While the broader economy is always battling some level of uncertainty, it seems investors are more upbeat. There is a lot to worry about, such as changes in trade policies, geopolitical tensions, inflationary pressures, and the impact of artificial intelligence on the labor market.
At such times, investors may panic because they feel the need to predict the future correctly in order to put money to work. Instead, consider protecting the downside. This is where security can be found in solid defensive companies that provide a steady flow of income, whether we are in a recession or experiencing a boom.
it consumer staple stocks This may be just what you need right now.
Image Source: Getty Images.
There seems to be no stopping these dividend payments
You’d be hard-pressed to find a business with a track record like this Procter & Gamble (PG +2.40%). The company, which sells some of your favorite household items from laundry detergent and shampoo to diapers and paper towels, is scheduled to pay a quarterly dividend of about $1.09 in May. This supports an extraordinary streak. The company has paid dividends for 136 consecutive years.

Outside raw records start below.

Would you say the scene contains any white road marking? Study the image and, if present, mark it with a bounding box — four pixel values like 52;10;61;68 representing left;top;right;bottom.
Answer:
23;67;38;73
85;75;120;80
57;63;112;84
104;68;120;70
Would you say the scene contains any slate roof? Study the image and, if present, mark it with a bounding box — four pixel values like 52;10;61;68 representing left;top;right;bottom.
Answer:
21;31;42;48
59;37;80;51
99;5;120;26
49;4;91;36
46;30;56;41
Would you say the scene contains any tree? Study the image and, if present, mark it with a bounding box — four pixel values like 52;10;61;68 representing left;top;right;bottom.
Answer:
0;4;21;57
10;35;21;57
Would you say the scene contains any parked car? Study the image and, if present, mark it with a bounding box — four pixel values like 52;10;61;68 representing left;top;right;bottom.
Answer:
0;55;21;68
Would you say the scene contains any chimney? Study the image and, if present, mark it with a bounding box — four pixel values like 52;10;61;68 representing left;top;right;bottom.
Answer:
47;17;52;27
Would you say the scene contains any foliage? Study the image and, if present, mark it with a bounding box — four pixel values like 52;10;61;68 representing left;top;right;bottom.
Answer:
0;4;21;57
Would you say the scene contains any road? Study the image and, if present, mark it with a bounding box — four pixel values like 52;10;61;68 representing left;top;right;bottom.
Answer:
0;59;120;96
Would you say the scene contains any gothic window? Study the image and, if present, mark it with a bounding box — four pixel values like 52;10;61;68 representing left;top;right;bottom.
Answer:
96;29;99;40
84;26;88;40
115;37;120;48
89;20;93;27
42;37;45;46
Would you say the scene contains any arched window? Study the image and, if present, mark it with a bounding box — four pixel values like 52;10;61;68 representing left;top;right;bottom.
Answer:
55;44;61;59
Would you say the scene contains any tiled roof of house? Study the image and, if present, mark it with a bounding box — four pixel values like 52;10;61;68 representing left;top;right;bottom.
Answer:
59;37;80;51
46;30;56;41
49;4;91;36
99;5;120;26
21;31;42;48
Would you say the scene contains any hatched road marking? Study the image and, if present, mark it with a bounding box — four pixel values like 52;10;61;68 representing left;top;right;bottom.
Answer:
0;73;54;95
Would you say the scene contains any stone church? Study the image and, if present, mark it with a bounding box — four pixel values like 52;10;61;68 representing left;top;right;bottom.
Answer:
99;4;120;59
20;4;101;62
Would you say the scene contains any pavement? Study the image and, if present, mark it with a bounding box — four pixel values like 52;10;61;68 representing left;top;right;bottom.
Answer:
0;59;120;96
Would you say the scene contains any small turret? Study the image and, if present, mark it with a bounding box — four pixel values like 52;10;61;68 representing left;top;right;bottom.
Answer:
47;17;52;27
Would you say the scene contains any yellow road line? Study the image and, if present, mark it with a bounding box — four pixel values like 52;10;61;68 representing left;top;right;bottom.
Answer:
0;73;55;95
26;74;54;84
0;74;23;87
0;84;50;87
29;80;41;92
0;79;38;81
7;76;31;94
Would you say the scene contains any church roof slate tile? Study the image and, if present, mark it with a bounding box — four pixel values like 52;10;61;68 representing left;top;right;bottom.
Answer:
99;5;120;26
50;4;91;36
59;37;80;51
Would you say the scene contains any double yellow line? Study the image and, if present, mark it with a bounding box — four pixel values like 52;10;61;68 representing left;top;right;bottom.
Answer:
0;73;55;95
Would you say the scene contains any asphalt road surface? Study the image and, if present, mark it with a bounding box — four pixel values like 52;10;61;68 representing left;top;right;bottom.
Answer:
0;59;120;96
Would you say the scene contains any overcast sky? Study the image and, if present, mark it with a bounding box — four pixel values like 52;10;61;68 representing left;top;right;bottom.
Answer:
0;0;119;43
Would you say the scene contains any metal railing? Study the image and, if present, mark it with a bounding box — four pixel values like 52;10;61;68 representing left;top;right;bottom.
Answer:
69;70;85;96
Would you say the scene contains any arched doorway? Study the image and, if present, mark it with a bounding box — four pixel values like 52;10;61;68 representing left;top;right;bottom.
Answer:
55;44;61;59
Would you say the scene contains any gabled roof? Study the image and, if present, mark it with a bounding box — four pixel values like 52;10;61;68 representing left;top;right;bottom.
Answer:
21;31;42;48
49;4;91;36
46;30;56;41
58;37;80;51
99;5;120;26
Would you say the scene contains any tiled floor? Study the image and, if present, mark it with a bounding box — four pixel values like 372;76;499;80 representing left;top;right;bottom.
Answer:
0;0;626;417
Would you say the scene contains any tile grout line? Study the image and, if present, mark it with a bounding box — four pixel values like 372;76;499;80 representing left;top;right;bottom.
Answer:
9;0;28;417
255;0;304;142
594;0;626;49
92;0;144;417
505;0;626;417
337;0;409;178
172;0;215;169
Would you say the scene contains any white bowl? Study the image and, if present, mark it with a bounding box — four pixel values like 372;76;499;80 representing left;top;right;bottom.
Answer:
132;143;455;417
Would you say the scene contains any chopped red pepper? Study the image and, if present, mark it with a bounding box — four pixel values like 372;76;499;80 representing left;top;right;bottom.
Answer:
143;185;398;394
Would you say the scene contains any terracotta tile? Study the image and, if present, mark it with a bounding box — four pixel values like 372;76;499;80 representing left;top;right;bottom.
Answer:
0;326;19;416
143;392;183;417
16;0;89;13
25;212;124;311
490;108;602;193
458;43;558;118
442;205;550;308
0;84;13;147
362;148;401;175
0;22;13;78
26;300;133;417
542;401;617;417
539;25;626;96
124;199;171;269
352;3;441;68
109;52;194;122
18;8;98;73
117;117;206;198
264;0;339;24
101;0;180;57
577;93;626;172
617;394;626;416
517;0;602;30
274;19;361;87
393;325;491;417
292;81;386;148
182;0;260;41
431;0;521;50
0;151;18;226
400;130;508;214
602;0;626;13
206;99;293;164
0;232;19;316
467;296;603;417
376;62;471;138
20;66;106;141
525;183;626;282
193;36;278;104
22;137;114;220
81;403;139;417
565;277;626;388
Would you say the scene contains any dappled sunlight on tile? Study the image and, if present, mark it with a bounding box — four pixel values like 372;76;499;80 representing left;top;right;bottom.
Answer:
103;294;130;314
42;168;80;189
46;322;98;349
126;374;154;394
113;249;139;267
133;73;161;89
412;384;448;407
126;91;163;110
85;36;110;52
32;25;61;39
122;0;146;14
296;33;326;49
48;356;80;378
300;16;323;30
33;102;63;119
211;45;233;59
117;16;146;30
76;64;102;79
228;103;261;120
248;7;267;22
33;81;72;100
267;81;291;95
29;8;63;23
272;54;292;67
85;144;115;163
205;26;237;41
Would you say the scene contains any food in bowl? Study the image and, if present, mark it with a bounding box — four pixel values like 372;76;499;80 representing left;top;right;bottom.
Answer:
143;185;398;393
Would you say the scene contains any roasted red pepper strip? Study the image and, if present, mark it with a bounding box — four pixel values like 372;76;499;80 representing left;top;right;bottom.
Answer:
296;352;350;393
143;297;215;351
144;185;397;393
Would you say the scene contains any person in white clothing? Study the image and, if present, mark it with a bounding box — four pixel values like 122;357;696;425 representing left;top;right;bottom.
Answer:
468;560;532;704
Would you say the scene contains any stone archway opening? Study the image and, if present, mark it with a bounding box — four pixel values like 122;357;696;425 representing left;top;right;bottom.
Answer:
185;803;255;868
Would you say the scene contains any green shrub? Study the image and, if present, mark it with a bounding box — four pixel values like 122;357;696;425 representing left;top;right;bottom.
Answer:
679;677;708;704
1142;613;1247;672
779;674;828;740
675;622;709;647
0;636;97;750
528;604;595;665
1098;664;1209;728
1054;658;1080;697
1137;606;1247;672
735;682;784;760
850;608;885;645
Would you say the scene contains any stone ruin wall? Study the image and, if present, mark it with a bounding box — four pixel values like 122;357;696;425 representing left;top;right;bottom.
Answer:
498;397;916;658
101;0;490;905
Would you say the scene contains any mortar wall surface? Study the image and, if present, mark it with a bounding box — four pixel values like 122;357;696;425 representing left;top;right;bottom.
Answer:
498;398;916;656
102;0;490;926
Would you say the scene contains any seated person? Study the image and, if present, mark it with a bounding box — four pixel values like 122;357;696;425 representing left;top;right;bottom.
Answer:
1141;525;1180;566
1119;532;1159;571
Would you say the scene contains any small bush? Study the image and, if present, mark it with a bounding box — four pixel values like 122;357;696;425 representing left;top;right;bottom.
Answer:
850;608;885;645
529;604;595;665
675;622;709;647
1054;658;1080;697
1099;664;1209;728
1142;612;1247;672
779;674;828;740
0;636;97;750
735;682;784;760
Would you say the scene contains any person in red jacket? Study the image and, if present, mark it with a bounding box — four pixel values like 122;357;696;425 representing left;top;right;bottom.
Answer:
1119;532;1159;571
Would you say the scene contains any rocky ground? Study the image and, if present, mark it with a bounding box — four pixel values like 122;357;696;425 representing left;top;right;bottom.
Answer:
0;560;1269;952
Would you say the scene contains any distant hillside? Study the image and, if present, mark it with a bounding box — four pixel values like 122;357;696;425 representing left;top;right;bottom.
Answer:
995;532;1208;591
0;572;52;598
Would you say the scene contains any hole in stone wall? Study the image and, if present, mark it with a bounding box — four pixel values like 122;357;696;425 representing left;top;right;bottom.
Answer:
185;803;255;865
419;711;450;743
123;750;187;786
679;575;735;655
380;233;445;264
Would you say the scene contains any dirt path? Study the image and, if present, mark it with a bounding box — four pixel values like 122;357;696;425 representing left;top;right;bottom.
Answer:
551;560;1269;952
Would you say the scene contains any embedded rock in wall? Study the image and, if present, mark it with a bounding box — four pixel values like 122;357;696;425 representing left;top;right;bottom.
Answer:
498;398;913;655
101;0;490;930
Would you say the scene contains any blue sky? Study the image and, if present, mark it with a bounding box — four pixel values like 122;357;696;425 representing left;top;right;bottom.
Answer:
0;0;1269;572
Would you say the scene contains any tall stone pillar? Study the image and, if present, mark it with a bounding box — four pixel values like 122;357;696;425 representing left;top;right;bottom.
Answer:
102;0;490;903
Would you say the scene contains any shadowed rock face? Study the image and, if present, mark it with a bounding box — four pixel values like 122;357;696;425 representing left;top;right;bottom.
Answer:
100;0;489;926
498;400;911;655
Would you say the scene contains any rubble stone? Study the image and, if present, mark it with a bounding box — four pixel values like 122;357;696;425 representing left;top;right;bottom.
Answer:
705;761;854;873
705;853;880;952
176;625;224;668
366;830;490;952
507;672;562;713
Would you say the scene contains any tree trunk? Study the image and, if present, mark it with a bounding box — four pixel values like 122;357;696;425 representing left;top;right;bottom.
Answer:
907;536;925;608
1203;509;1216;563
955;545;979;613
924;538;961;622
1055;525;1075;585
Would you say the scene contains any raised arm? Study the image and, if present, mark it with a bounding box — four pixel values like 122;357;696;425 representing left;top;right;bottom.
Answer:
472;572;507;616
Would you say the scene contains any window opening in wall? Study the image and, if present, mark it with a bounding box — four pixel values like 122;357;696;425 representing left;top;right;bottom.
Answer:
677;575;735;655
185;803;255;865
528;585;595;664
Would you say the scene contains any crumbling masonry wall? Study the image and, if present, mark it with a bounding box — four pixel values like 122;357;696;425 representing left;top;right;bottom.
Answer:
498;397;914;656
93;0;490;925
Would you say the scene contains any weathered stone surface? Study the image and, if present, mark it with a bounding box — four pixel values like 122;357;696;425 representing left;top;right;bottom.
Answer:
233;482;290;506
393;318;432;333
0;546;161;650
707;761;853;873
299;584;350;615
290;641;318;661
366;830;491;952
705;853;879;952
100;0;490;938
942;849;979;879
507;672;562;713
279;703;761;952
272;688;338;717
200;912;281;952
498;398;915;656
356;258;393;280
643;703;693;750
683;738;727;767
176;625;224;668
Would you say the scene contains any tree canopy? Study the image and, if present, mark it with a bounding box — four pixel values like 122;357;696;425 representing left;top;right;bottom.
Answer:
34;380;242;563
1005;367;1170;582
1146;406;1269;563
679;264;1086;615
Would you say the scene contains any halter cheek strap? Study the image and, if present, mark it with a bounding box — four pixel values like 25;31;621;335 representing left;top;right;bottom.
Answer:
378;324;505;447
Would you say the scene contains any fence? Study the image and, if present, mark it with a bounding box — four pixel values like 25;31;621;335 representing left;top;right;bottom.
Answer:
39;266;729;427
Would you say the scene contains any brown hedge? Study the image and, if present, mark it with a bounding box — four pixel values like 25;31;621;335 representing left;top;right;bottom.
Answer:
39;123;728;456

And these payments have increased for 70 consecutive years. This it “dividend king,” an exclusive club for businesses with at least 50 years of consistent dividend growth.
This kind of consistency is unheard of. But it points to the durability and staying power of Procter & Gamble. Its products are desirable in good and bad economic times, which significantly reduces the risk for investors.
Think about the adversity this business has faced throughout its history. There were wars, economic crises, and even a global pandemic. Procter & Gamble never deviated from its path, making returning capital to its shareholders a strategic priority.

today’s change
(2.40%) $3.47
current price
$148.09
key data points
market cap
$344B
day limit
$147.62 -$152.08
52wk range
$137.62 -$170.99
volume
978K
average volume
11m
gross margin
50.88%
dividend yield
2.87%
Trading in market performance for less risk
S&P 500 The index’s 10-year total return (as of April 23) is 305%, more than double the 130% total return generated by Procter & Gamble. This isn’t surprising, given that the company’s quarterly net income has grown only 34% over the past decade. This is an extremely mature business, so don’t expect high growth.
According to consensus estimates from sell-side analysts, Procter & Gamble’s revenue is expected to grow at a compound annual rate of 3% between fiscal 2025 and fiscal 2028.
Although investors will not outperform the market, they will benefit from minimal drawdown. For example, shareholders do not have to worry about the threat of technological disruption, which could have a greater impact on other parts of the economy.
The defensive nature of Procter & Gamble mitigates any fears that may be more prominent today with the advent of AI.